Five Instructional Techniques Adult Learners Must Know

Posted by on February 16th, 2017

There is a positive correlation between student learning and motivation. When adult students take ownership of their learning, their motivation increases.

This ownership is achieved in several ways including setting goals, realizing how they personally learn best and identifying relevance of concepts.

Certain instructional techniques have proven effective for this shift in ownership. Among the strategies for adult learners are note-taking, mind maps, role play, case studies and progressive revelation.

  1. Note-taking – Note-taking is a long standing, yet effective instructional method. Taking notes moves students from a passive role into a more active role.

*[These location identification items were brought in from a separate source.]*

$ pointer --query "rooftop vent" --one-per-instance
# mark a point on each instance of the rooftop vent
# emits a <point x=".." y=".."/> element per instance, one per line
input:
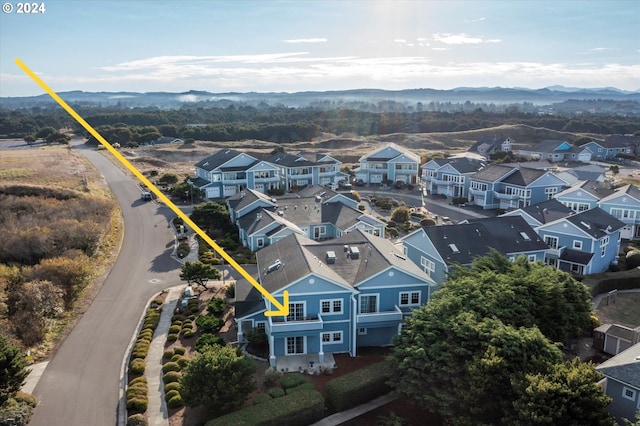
<point x="354" y="252"/>
<point x="274" y="266"/>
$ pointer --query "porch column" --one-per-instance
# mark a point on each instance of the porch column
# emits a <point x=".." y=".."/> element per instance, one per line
<point x="272" y="357"/>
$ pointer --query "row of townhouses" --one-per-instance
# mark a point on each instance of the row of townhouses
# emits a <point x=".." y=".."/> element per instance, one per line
<point x="228" y="172"/>
<point x="350" y="287"/>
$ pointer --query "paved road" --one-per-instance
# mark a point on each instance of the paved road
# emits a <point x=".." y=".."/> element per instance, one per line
<point x="80" y="386"/>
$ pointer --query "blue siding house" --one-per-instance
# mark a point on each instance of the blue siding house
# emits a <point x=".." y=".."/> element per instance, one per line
<point x="622" y="383"/>
<point x="624" y="204"/>
<point x="437" y="248"/>
<point x="582" y="243"/>
<point x="343" y="294"/>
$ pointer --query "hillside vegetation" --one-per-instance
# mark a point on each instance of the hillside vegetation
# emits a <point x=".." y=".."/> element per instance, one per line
<point x="58" y="230"/>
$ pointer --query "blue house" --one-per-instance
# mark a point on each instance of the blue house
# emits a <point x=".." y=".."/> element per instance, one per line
<point x="584" y="195"/>
<point x="389" y="163"/>
<point x="622" y="383"/>
<point x="582" y="243"/>
<point x="344" y="294"/>
<point x="624" y="204"/>
<point x="450" y="176"/>
<point x="437" y="248"/>
<point x="508" y="187"/>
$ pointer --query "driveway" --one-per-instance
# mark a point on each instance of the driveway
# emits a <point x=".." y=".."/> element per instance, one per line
<point x="81" y="384"/>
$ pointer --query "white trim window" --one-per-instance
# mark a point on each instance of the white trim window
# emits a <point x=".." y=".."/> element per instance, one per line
<point x="368" y="303"/>
<point x="409" y="298"/>
<point x="331" y="337"/>
<point x="295" y="345"/>
<point x="628" y="393"/>
<point x="331" y="306"/>
<point x="427" y="265"/>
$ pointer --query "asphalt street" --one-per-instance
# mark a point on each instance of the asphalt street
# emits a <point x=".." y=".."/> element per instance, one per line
<point x="81" y="384"/>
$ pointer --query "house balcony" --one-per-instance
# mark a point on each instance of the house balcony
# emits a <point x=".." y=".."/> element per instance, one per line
<point x="477" y="192"/>
<point x="386" y="316"/>
<point x="505" y="196"/>
<point x="281" y="325"/>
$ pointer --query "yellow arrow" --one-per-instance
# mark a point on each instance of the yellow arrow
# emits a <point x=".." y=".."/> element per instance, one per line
<point x="281" y="309"/>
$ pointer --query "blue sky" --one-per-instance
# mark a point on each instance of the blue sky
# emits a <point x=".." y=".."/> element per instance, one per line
<point x="290" y="46"/>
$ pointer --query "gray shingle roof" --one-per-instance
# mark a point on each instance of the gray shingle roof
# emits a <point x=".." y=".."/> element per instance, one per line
<point x="462" y="243"/>
<point x="624" y="367"/>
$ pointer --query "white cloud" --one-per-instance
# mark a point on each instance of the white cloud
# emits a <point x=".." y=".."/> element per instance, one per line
<point x="461" y="38"/>
<point x="306" y="40"/>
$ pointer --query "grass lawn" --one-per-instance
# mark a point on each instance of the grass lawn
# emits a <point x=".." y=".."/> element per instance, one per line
<point x="624" y="311"/>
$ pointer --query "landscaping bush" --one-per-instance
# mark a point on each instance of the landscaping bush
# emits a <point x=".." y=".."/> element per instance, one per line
<point x="137" y="420"/>
<point x="172" y="386"/>
<point x="170" y="366"/>
<point x="138" y="404"/>
<point x="276" y="392"/>
<point x="171" y="376"/>
<point x="175" y="402"/>
<point x="171" y="394"/>
<point x="261" y="398"/>
<point x="215" y="306"/>
<point x="208" y="340"/>
<point x="358" y="387"/>
<point x="137" y="366"/>
<point x="291" y="380"/>
<point x="301" y="409"/>
<point x="209" y="324"/>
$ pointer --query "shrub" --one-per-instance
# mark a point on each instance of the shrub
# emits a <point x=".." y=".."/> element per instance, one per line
<point x="171" y="376"/>
<point x="230" y="290"/>
<point x="358" y="387"/>
<point x="170" y="366"/>
<point x="138" y="404"/>
<point x="175" y="402"/>
<point x="261" y="398"/>
<point x="209" y="324"/>
<point x="276" y="392"/>
<point x="171" y="386"/>
<point x="137" y="366"/>
<point x="215" y="306"/>
<point x="291" y="380"/>
<point x="171" y="394"/>
<point x="208" y="340"/>
<point x="137" y="420"/>
<point x="302" y="408"/>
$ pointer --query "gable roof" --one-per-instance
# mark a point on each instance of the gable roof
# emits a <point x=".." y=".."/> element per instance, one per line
<point x="463" y="242"/>
<point x="300" y="256"/>
<point x="624" y="367"/>
<point x="493" y="173"/>
<point x="595" y="222"/>
<point x="216" y="160"/>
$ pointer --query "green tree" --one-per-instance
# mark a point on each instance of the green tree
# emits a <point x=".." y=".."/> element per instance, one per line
<point x="220" y="379"/>
<point x="567" y="395"/>
<point x="484" y="333"/>
<point x="198" y="273"/>
<point x="12" y="370"/>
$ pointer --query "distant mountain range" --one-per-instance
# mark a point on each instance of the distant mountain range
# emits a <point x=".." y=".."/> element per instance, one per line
<point x="413" y="98"/>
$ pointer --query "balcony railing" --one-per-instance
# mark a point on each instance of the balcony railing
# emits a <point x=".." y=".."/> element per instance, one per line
<point x="281" y="325"/>
<point x="385" y="316"/>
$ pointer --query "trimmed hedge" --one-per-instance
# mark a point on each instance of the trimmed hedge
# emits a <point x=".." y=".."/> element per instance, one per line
<point x="358" y="387"/>
<point x="300" y="409"/>
<point x="291" y="380"/>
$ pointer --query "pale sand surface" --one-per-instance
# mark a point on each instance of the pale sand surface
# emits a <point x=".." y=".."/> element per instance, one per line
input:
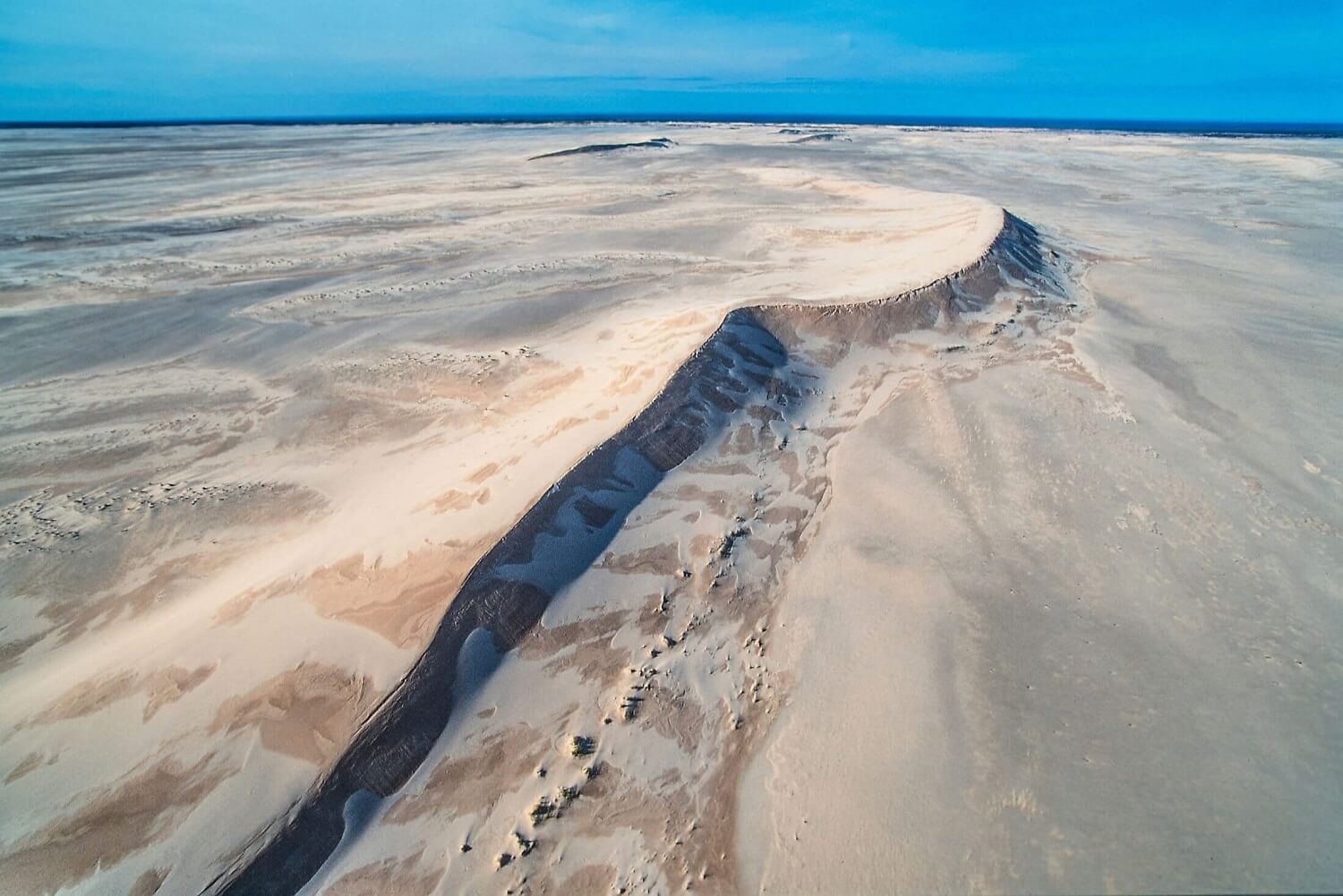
<point x="1026" y="582"/>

The effort creates a repetition of information in the learner’s mind and provides another resource for student engagement with the concepts.
  2. Mind Maps – Mind mapping is a way to visually sort ideas and information. Though simplistic at first glance, mind maps assist learners with processing large amounts of information more effectively. The structure of mind maps allows students to generate ideas and classify content while avoiding information overload. Students are able to see the big picture of a concept at a glance.
  3. Role Play – Role play is a learner-centered approach. Teachers assign a persona to students in a real-life simulation. Their actions and decisions in the simulation allow them to see how their knowledge impacts a specific context. In addition to the retention of more information, role playing promotes communication skills and draws on prior knowledge. Students are able to prepare for the real-world by making and correcting mistakes during role play.
  4. Case Studies – Case studies are stories designed to enhance critical thinking and decision making skills. Case studies can be real or fictitious, but usually propose a realistic dilemma. Because there is no clear-cut answer, adult learners are forced to use information from their prior experience plus skills learned in the classroom to accomplish the real-life tasks presented.
  5. Progressive Revelation – Progressive revelation is a technique used to show learners one portion of information at a time rather than presenting large overwhelming chunks at once. The technique is especially effective with visual information as it provides an opportunity for students to think and process. Examples of this instructional method are showing one part of a diagram and breaking content up into multiple slides. Progressive revelation helps encode information to long-term memory.

Motivated students learn best. Effective learning strategies boost their success and strengthen their motivation. Strategies like role play and the use of case studies work well for adult learners.

These two learning techniques provide relevance for students. Mind maps, note-taking and progressive revelation promote organization of learned content. By employing these and similar strategies in your classroom, you are encouraging the shift of ownership from instructor to learner.